I Neet, ovvero i giovani inattivi che non seguono corsi di formazione, non lavorano nè si impegnano attivamente per cercare il proprio posto nel mondo, sarebbero in aumento a causa dell’epidemia di Covid.

Secondo i dati diffusi dall’Istat nei giorni scorsi, nel primo trimestre del 2020 gli inattivi ammonterebbero in generale a 290 mila in più rispetto all’anno precedente. In questo caso non parliamo solo di giovani, ma i dati riguardano la fascia compresa tra i 15 e i 64 anni.

Neet, inattivi in crescita ma non solo tra i giovani

Il numero di persone occupate è diminuito di 101mila unità, con un calo percentuale pari al-0,4%, rispetto al trimestre precedente.
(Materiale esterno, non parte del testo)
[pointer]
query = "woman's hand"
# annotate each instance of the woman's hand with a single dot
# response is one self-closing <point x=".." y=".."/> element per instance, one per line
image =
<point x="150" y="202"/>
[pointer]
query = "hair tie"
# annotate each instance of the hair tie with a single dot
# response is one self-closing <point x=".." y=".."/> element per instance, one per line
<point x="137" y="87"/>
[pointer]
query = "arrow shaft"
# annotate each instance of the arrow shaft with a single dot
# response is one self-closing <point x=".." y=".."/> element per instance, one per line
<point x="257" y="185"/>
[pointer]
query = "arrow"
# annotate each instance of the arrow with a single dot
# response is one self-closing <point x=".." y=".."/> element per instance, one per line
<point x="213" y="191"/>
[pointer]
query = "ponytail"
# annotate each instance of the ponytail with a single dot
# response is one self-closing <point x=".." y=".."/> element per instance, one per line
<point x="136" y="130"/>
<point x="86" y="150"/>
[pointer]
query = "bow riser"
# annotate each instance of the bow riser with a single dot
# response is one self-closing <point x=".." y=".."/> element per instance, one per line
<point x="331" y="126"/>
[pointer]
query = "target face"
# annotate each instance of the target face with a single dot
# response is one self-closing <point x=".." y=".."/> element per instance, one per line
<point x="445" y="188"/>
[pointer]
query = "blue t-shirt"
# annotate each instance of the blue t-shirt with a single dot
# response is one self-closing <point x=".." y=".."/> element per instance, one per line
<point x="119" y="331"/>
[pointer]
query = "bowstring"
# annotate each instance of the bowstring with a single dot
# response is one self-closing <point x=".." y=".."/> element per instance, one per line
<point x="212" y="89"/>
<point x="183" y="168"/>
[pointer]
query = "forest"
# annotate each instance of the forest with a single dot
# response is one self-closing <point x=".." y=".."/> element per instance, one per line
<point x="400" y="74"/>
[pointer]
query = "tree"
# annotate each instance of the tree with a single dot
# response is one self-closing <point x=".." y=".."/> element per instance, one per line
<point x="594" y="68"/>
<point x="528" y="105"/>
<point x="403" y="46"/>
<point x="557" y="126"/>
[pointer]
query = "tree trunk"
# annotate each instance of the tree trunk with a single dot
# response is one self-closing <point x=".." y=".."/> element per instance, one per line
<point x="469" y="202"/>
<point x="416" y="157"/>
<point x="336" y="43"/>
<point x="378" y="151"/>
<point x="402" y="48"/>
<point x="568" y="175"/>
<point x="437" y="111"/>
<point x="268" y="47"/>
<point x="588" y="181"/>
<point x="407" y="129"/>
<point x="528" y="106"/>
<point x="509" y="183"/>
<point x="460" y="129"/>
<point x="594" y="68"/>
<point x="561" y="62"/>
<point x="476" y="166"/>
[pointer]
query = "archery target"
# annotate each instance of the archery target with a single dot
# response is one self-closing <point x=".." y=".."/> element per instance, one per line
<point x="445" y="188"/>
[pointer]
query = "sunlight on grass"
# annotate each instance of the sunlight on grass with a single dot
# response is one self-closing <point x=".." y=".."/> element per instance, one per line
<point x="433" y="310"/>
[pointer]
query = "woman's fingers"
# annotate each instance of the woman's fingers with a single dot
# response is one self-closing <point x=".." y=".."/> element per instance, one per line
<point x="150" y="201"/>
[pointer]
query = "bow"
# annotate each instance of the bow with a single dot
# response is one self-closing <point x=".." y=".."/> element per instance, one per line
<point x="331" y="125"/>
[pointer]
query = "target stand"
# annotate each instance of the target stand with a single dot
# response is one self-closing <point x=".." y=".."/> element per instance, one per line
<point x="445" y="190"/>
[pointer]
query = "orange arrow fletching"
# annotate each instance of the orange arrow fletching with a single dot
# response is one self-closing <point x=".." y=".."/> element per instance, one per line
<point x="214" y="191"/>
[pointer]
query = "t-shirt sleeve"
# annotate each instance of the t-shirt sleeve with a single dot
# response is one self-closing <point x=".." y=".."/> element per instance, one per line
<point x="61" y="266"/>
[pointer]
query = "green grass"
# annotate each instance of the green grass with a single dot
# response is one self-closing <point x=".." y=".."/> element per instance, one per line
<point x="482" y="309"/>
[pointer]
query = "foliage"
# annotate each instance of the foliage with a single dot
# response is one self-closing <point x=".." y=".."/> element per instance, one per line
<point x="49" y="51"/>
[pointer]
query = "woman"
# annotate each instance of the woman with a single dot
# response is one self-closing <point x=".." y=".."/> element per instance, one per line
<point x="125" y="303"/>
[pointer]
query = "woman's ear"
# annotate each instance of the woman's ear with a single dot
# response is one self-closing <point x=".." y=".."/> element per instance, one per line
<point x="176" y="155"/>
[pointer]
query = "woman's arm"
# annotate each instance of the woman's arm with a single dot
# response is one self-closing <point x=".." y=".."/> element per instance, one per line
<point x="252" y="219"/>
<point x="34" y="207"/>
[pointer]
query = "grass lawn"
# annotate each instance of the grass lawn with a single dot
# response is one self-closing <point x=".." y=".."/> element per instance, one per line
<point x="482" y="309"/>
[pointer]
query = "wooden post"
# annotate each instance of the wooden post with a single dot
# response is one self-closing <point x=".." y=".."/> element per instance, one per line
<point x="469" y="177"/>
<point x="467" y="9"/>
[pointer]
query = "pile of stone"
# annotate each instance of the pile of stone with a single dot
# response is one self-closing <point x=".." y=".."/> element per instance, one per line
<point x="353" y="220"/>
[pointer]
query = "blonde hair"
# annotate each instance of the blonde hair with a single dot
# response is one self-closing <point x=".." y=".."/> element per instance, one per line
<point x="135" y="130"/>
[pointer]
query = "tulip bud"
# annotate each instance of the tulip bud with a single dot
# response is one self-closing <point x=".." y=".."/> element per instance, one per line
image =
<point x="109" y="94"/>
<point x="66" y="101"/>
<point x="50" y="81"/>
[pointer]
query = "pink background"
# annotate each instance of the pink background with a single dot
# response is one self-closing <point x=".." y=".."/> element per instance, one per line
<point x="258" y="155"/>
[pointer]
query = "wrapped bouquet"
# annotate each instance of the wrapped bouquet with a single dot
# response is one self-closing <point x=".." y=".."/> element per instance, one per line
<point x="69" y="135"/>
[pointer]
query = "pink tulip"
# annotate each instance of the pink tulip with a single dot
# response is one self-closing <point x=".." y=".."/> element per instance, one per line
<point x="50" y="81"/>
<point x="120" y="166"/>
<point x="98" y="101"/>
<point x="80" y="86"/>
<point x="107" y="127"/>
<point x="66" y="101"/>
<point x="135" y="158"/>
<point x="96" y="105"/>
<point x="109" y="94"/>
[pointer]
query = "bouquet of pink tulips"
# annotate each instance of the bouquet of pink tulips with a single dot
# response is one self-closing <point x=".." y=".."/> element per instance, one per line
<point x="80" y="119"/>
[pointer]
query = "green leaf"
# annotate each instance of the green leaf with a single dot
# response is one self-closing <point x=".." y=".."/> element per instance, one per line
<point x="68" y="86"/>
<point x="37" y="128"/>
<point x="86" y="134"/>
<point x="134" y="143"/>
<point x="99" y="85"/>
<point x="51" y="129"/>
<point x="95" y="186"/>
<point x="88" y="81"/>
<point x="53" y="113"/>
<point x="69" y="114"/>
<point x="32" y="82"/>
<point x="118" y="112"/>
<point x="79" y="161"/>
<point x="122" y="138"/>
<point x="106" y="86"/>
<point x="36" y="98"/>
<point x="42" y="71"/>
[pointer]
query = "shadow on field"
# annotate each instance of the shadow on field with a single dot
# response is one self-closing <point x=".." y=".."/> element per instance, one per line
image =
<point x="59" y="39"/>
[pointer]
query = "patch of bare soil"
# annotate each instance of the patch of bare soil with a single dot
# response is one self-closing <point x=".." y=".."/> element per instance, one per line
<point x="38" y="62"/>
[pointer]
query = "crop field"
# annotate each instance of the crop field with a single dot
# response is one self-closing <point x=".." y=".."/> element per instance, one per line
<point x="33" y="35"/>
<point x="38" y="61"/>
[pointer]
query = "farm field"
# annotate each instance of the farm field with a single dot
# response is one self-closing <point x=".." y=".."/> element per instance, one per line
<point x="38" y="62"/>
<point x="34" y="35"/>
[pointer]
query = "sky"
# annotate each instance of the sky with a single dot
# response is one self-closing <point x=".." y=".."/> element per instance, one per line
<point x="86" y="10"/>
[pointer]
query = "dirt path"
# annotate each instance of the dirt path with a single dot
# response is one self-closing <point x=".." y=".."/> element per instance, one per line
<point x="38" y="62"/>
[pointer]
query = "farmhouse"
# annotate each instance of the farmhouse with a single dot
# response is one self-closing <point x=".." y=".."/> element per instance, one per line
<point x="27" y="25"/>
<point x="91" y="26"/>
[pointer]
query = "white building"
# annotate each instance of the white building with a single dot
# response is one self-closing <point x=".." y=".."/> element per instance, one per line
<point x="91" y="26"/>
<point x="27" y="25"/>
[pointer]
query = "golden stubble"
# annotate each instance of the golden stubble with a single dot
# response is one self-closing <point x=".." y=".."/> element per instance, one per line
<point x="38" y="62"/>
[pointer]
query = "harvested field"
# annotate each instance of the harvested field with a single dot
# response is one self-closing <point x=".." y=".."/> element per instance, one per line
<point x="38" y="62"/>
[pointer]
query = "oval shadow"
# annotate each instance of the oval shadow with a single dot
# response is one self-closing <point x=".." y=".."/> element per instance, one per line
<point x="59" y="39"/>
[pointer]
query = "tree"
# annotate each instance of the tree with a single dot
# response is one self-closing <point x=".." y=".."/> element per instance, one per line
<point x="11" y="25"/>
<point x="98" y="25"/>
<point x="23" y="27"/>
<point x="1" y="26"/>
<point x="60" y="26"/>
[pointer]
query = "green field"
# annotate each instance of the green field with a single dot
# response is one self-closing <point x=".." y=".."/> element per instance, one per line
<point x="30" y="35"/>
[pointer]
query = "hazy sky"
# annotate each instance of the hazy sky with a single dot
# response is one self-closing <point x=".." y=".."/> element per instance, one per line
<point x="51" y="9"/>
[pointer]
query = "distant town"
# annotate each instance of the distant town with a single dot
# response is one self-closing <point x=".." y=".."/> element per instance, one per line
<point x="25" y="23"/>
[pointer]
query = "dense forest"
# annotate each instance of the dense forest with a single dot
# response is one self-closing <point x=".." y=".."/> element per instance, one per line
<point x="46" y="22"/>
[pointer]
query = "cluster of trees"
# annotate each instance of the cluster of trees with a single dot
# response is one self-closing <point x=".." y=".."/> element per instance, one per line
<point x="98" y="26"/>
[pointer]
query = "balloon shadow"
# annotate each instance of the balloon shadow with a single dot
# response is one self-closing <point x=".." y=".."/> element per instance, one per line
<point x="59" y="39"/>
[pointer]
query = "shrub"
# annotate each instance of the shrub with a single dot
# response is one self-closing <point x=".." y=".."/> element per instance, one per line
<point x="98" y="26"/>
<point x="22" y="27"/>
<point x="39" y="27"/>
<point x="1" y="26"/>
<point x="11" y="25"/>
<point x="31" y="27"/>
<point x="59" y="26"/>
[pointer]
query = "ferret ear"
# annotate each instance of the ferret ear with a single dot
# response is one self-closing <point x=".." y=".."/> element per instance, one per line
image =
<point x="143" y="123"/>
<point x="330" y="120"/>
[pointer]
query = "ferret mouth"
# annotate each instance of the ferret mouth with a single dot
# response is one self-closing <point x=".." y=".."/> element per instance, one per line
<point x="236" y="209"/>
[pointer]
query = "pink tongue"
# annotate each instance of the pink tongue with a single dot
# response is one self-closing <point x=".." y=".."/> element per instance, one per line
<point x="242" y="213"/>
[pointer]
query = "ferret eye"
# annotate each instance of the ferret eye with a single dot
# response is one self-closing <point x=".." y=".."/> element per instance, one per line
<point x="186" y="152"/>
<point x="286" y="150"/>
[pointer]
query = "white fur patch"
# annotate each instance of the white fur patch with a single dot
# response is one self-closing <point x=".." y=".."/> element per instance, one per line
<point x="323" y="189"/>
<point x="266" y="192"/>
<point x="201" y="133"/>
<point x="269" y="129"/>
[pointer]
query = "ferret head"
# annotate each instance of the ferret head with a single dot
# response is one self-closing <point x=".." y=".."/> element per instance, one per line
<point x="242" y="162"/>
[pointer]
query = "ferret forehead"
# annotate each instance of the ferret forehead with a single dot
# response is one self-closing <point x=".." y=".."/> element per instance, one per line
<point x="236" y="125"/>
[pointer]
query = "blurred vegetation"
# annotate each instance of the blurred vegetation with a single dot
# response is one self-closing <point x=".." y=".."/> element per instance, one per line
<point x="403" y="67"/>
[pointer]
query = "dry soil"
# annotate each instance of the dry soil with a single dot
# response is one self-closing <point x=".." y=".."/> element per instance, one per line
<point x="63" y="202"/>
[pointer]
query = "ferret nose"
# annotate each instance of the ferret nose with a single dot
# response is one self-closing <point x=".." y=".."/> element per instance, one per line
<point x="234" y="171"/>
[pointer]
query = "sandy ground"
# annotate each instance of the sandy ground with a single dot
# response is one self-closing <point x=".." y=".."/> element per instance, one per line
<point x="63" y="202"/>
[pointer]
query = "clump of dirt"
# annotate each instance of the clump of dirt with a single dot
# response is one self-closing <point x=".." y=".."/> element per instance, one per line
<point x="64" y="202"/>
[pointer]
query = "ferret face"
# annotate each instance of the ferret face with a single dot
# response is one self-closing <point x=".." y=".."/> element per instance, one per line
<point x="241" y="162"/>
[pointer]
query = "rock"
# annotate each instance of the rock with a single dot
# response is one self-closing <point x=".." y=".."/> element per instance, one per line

A causa del Covid-19 ci sarebbero dunque il 2,2% di persone in più che hanno smesso di cercare lavoro. Apparentemente la causa di tale scelta andrebbe ricercata nell’emergenza sanitaria.

I dati relativi all’occupazione sarebbero sicuramente ben più allarmanti se dal 18 marzo con il decreto Cura Italia il governo non avesse introdotto il divieto di licenziamento.

Contestualmente, il tasso di occupazione è pari al 58,8%, in diminuzione di 0,2 punti rispetto agli ultimi tre mesi del 2019.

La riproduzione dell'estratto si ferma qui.